All of these are vital skills that you need as a stand-up, all as important as the skills you need when you get up on that stage, because without them you're going to find it more difficult to even get to that point.
And as a stand-up most of the learning about performance that you do you do on stage, it's there that you learn what does and doesn't work, how to judge where a laugh will come in a new bit of material, how to emphasise the words for the biggest impact.
How to banter, how to turn that round so that you can switch from that to material without it looking forced and without audiences being able to see the joins.
And the only way to get better at that is through stage time.
The other aspects of performance that you can teach off stage are what needs to be taught, keeping your head up, standing at the front of the stage, going through material and taking bits out of it that aren't adding to the jokes to get down to the diamond in the middle of the idea.
In terms of how to teach them to write better material it's a tricky order, because on the course it's a supportive environment with others who are all in the same boat performing to each other, and with you only able to judge how well you're doing and how you're progressing alongside other people who are at the same level as you.
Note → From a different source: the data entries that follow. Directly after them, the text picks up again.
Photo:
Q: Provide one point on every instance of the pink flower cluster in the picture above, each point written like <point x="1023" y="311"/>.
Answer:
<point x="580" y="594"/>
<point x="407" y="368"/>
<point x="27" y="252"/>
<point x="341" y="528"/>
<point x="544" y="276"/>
You then finish the course and go out into the world of gigging where the audiences don't care that you've had a 6 week course they only care if you're funny and mostly they're not prepared to give you the benefit of the doubt.
So it can be a strange situation to be in, I think what you need on a course is for there to be a guest pro comic every week who does a short set and helps with questions etc, just so you've got something you can measure your progress against. I think that whilst the courses need to start off supportive, there also needs to be a more critical deconstruction of the students material to really get to what does and doesn't work and why that is, teaching brevity, going through with the group and thinking about what in various bits of their material could be got rid of and still have the joke work.
Workshopping bits of material, maybe each week giving them a topic and getting them to pair up and go away and come back in half a hour with 3 jokes each based on that topic.
Stuff like that would work in a teaching environment, and be useful for teaching stand-up, and letting the people on the course get their money's worth and helping to teach those who aren't as "naturally funny" how to work on the things that they can.
Personally I don't think that stand-up courses are good enough, I think that the way they try to teach new stand-ups could do with looking at, and I think that there is the potential for there to be some really useful stand-up courses out there that would help a new generation of comics to come through.
So I helped out on the stand-up course, and it was plain to see that some of the people there really wanted to be stand-ups and were going to have an easier time of it than some of the others, and that some of them really didn't get it at all but were there because they like going on courses, and if it hadn't been comedy it'd have been flower arranging, or cake decorating or poetry or creative writing workshops.
This particular course was one of the better ones I've seen or heard of, and it was great fun to help out, and I definitely would again, but the things I've realised through thinking about it and taking part and talking to people made me realise that the way that we try to teach these things could do with a little sprucing up.